Greek electronic composer Vangelis has slooowly ran into the great beyond, presumably with an inspirational piano melody in the background, aged 79. Musically curious from childhood, he eschewed proper musical education as he felt it would impede his identity as an artist. He formed his first band, which largely performed covers, in the early 60s before turning to composing for several Greek films and forming prog rock band Aphrodite’s Child alongside Demis Roussos. Though successful across Europe with the Pachelbel-inspired “Rain and Tears”, Vangelis felt constrained by the world of commercial pop and turned to developing himself as a serious artist.

Vangelis set up Nemo Studios, where he developed his own synthesizer and released numerous experimental albums (one of the tracks on them would later be used for the Cosmos theme), along with continuing to compose scores for films and TV. He agreed to do the music for Chariots of Fire as he was drawn in by the project’s humble Olympics theme, and his electronic music proved a sharp contrast from typical orchestral film scores of the time while still nailing the mood and giving inspirational slo-mo sports montages their go-to track in the decades since. The 80s pop charts were not kind to instrumentals – no instrumental topped the UK charts that decade – yet the theme’s cultural heft was such that it and the Miami Vice theme were the only songs to achieve the feat in the US. If an atypical charttopper, it certainly was a deserving one. So of fucking course it was followed by seven weeks of “Ebony and Ivory”.

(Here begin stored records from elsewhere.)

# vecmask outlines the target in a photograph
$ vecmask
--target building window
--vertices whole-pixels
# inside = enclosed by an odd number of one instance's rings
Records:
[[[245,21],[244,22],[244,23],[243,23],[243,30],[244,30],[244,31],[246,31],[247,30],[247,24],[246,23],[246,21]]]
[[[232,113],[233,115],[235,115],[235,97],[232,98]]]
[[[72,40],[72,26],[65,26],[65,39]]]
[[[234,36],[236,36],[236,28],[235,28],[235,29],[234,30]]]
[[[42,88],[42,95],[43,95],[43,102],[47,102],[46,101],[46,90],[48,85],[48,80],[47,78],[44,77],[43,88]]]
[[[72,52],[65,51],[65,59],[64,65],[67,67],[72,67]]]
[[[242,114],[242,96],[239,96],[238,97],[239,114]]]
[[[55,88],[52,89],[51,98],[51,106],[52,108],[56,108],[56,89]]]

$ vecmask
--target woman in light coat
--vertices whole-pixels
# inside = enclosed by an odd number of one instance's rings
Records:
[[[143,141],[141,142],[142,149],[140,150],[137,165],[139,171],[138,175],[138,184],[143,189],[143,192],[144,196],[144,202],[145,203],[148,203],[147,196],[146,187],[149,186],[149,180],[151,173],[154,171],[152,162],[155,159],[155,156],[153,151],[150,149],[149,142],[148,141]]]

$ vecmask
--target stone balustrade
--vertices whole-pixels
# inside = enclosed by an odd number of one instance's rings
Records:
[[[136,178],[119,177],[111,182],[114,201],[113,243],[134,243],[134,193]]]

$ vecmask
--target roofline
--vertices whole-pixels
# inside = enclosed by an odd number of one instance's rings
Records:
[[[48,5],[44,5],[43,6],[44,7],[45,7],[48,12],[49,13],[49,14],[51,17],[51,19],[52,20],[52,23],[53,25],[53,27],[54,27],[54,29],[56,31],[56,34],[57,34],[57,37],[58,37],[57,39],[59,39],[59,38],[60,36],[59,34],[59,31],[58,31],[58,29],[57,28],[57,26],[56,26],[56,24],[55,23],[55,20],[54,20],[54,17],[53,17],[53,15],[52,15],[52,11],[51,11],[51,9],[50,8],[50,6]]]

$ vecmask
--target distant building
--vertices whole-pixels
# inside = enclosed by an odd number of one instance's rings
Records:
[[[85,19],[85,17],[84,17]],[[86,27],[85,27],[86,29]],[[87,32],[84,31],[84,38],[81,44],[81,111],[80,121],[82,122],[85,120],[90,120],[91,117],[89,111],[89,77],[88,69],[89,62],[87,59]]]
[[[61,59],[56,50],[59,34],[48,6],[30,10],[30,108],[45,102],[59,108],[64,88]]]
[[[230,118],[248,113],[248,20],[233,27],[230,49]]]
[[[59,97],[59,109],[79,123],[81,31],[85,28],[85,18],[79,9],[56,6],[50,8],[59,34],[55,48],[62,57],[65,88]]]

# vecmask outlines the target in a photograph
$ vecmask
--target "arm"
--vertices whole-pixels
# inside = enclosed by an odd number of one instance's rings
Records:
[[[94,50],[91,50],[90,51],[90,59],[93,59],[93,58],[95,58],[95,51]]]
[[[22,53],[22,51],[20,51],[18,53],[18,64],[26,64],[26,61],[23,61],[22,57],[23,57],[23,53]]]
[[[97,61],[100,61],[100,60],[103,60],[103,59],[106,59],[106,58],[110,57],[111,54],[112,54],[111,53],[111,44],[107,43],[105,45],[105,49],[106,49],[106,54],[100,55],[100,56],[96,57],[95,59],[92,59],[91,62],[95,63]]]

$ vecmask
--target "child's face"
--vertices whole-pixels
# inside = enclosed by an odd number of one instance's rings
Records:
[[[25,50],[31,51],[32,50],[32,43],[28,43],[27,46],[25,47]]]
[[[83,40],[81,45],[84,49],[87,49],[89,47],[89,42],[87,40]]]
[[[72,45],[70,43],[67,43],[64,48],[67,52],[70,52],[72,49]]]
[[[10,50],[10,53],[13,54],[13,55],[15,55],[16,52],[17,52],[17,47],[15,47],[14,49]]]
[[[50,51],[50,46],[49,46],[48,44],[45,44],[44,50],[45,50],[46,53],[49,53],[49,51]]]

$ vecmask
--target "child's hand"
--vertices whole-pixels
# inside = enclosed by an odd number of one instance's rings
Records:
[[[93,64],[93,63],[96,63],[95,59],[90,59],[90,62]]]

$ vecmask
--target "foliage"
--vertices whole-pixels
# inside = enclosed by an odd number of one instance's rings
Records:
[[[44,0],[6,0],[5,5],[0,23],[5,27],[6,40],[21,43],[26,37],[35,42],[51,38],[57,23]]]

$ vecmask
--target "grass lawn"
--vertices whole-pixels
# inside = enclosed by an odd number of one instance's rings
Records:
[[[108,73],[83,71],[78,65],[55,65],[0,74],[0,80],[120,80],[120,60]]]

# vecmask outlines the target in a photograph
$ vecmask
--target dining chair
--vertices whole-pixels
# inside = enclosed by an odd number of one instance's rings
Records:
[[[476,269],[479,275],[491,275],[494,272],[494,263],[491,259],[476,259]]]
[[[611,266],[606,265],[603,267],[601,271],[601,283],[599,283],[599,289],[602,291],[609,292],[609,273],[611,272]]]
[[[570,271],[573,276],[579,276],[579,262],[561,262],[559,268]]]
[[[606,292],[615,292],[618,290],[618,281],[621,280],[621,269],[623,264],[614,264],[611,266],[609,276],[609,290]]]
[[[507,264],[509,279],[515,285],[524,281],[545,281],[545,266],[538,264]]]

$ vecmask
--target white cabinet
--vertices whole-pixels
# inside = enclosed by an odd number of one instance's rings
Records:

His work for Blade Runner earned him similar acclaim for capturing a much more desolate atmosphere, and afterwards he continued to compose for both himself and other films. After previously rebuffing an offer to join Yes, he and Jon Anderson united and had a major hit in 1981 with “I’ll Find My Way Home”. Another song I can add to my recurring “good tune, annoying it wasn’t a US hit so I didn’t know it before” chagrin. He retooled the Chariots of Fire theme for the 2012 London Olympics, and an interest in space was a recurring thread in his later works, which included a score used for Stephen Hawking’s memorial. Music theme team Soundtrack Of Our Lives stands alone in benefitting from the end of Vangelis.